The dictionary has currently over 54,000 alphabetically arranged entries of mountains, lakes, towns, and countries. It includes almost all places in the United States with a population greater than 2,500. The threshold for inclusion of places outside the U.S. varies (from those over 4500 in Canada to those over 100,000 in Bangladesh and China). Included are 250 maps in black and white.

Editions
Webster's Geographical Dictionary: A Dictionary of Names of Places, With Geographical and Historical Information and Pronunciations. 1949. Springfield, MA: G. & C. Merriam Co. 1293 pages, 40,000 entries, 24 colored and 153 b/w maps.
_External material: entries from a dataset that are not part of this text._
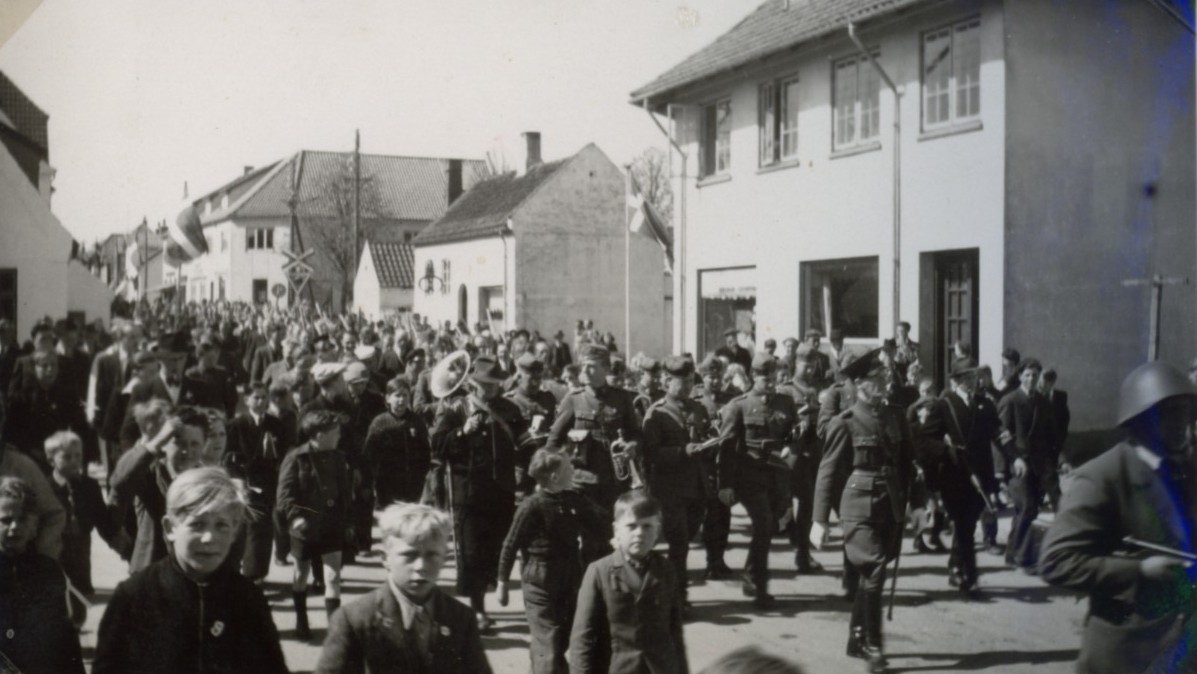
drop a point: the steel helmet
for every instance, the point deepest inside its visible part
(1149, 384)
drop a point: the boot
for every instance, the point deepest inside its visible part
(303, 631)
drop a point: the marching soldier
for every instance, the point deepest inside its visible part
(868, 460)
(674, 430)
(601, 429)
(717, 520)
(538, 407)
(754, 433)
(803, 463)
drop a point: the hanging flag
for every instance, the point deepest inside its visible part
(644, 220)
(187, 240)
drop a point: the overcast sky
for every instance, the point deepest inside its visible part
(144, 95)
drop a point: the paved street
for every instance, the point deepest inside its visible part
(1021, 625)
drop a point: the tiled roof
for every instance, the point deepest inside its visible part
(484, 210)
(23, 114)
(394, 263)
(399, 188)
(773, 26)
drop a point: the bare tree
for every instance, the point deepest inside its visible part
(651, 172)
(327, 223)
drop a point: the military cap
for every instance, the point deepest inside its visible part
(530, 364)
(594, 352)
(324, 372)
(763, 363)
(863, 366)
(711, 365)
(678, 366)
(356, 371)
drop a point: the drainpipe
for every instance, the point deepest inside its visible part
(897, 218)
(508, 311)
(680, 234)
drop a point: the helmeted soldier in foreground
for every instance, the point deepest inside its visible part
(755, 432)
(1124, 529)
(868, 461)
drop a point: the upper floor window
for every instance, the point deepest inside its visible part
(259, 238)
(856, 102)
(778, 121)
(952, 74)
(716, 145)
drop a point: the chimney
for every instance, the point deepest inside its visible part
(532, 139)
(455, 187)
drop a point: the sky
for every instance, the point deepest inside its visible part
(144, 95)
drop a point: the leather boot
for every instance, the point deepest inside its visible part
(303, 631)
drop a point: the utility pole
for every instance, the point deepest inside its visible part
(1158, 281)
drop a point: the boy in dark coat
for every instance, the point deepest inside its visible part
(546, 532)
(407, 625)
(629, 618)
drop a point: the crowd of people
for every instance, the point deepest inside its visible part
(234, 437)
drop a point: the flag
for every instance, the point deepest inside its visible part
(187, 240)
(644, 220)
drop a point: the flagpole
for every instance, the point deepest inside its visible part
(627, 263)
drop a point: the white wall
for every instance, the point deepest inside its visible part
(827, 207)
(474, 263)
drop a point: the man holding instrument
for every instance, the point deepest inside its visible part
(869, 460)
(1125, 533)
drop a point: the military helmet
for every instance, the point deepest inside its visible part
(1148, 386)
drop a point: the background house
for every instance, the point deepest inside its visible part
(249, 220)
(384, 281)
(1047, 153)
(541, 250)
(38, 274)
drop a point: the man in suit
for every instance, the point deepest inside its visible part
(407, 625)
(1028, 439)
(1142, 603)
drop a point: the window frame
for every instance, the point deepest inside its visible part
(709, 140)
(952, 85)
(864, 73)
(771, 121)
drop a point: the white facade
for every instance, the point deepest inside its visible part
(766, 222)
(231, 267)
(480, 272)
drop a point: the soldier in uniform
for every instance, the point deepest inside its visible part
(600, 427)
(674, 430)
(538, 408)
(717, 520)
(803, 463)
(755, 431)
(475, 436)
(868, 459)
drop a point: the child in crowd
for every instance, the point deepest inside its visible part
(629, 617)
(547, 530)
(36, 636)
(192, 612)
(407, 625)
(86, 511)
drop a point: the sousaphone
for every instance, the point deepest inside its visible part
(449, 375)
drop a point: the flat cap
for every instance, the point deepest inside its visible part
(763, 363)
(530, 364)
(324, 372)
(678, 366)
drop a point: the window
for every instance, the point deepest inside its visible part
(259, 238)
(856, 102)
(716, 146)
(952, 74)
(840, 293)
(778, 121)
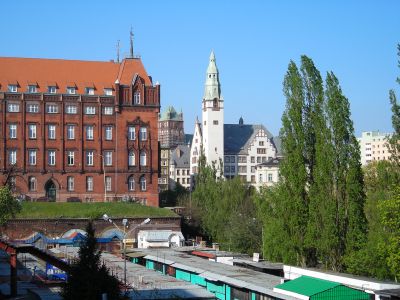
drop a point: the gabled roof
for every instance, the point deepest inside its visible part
(237, 137)
(67, 73)
(180, 156)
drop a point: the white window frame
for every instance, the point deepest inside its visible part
(89, 157)
(143, 158)
(108, 110)
(52, 108)
(52, 89)
(131, 133)
(108, 133)
(108, 183)
(143, 184)
(131, 183)
(12, 88)
(12, 157)
(108, 158)
(70, 158)
(32, 131)
(51, 132)
(13, 107)
(32, 89)
(12, 131)
(70, 132)
(71, 109)
(32, 157)
(70, 183)
(89, 183)
(51, 157)
(143, 134)
(131, 158)
(136, 98)
(89, 90)
(90, 110)
(89, 132)
(32, 108)
(71, 90)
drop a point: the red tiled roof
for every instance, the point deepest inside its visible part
(63, 73)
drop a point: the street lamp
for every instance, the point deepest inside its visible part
(126, 233)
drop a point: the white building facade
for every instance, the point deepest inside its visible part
(373, 146)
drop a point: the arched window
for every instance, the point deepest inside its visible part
(131, 158)
(32, 183)
(131, 183)
(142, 183)
(143, 158)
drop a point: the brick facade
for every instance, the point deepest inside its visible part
(96, 143)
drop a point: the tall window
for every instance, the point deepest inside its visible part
(12, 131)
(32, 157)
(71, 90)
(131, 183)
(136, 98)
(131, 133)
(52, 89)
(143, 133)
(13, 107)
(131, 160)
(51, 132)
(108, 110)
(108, 183)
(89, 158)
(32, 89)
(12, 157)
(143, 183)
(108, 133)
(52, 108)
(143, 159)
(32, 183)
(108, 158)
(90, 110)
(89, 183)
(71, 109)
(70, 158)
(32, 131)
(89, 91)
(71, 132)
(12, 88)
(32, 108)
(70, 183)
(51, 157)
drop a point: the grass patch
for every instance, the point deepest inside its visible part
(43, 210)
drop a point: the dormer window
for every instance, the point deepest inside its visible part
(108, 92)
(136, 98)
(52, 89)
(32, 89)
(12, 88)
(71, 90)
(89, 91)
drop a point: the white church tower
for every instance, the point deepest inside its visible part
(213, 116)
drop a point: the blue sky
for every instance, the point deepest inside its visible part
(253, 42)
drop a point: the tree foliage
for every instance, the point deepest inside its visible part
(9, 206)
(89, 279)
(315, 214)
(225, 210)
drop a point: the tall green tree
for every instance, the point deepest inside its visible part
(89, 279)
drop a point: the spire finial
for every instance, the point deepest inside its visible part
(131, 38)
(117, 51)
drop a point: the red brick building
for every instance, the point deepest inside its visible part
(82, 130)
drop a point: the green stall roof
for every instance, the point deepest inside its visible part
(315, 288)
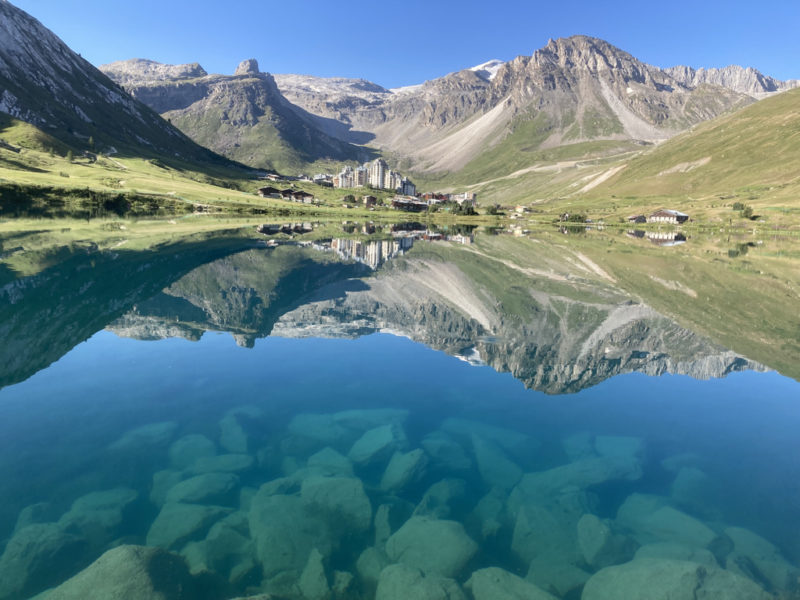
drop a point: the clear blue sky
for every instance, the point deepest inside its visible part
(402, 43)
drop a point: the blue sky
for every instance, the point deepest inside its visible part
(402, 43)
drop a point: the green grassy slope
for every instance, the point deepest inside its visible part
(752, 156)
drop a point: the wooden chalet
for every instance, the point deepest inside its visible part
(673, 217)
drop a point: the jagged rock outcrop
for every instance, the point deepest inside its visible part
(437, 304)
(242, 116)
(574, 89)
(739, 79)
(45, 83)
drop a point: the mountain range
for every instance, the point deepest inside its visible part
(46, 84)
(574, 90)
(568, 119)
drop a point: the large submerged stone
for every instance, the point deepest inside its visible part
(39, 556)
(133, 572)
(650, 519)
(186, 450)
(146, 437)
(404, 469)
(340, 500)
(497, 584)
(178, 524)
(662, 579)
(401, 582)
(377, 445)
(433, 546)
(210, 488)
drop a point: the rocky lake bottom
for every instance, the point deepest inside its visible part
(387, 471)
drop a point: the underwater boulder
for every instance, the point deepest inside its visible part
(497, 584)
(435, 547)
(178, 524)
(146, 437)
(134, 572)
(186, 450)
(377, 445)
(663, 579)
(223, 463)
(402, 582)
(39, 556)
(341, 500)
(210, 488)
(495, 467)
(650, 519)
(404, 469)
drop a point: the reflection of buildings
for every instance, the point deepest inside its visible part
(666, 238)
(372, 253)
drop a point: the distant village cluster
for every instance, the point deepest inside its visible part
(372, 175)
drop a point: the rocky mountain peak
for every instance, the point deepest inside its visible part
(247, 67)
(138, 70)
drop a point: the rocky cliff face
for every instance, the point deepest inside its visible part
(574, 89)
(242, 116)
(558, 345)
(739, 79)
(45, 83)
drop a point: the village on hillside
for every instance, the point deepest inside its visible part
(375, 175)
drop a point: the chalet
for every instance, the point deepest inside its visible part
(269, 192)
(409, 205)
(666, 238)
(304, 197)
(673, 217)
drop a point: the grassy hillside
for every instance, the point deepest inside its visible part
(751, 156)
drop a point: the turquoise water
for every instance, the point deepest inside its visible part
(298, 424)
(61, 433)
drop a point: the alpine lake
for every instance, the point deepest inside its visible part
(328, 411)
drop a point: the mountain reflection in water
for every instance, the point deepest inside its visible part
(342, 452)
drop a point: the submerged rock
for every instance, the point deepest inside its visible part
(370, 565)
(377, 445)
(210, 488)
(186, 450)
(313, 583)
(562, 579)
(650, 519)
(232, 435)
(446, 453)
(676, 551)
(163, 482)
(369, 418)
(99, 516)
(496, 584)
(404, 469)
(768, 561)
(389, 518)
(224, 463)
(441, 499)
(663, 579)
(178, 524)
(600, 545)
(39, 556)
(545, 531)
(146, 437)
(341, 500)
(433, 546)
(401, 582)
(495, 467)
(285, 531)
(330, 463)
(133, 572)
Webster's New Geographical Dictionary. 1972. () Springfield, MA: G. & C. Merriam Co. 47,000 entries, 218 maps.
Merriam-Webster's Geographical Dictionary, 3rd ed. 1997. () Springfield, MA: Merriam-Webster Inc. 1,361 pages, 48,000 entries.
 Merriam-Webster's Geographical Dictionary, 3rd rev. ed. 2001. () Springfield, MA: Merriam-Webster Inc. 1,392 pages, 54,000 entries, 252 maps.

Similar works
 Columbia-Lippincott Gazetteer of the World. Cohen, Saul B. (ed.). 1998. () Columbia University Press. 3578 pages, 165,000 entries
Lippincott's New Gazetteer: A Complete Gazetteer or Geographical Dictionary of the World. 1905. Heilprin, A. and L. (eds.). Philadelphia: J.B. Lippincott Co.
Longmans' Gazetteer of the World. Chisholm, George C. (ed.). 1895. London and New York: Longmans, Green and Co., about 74,000 names.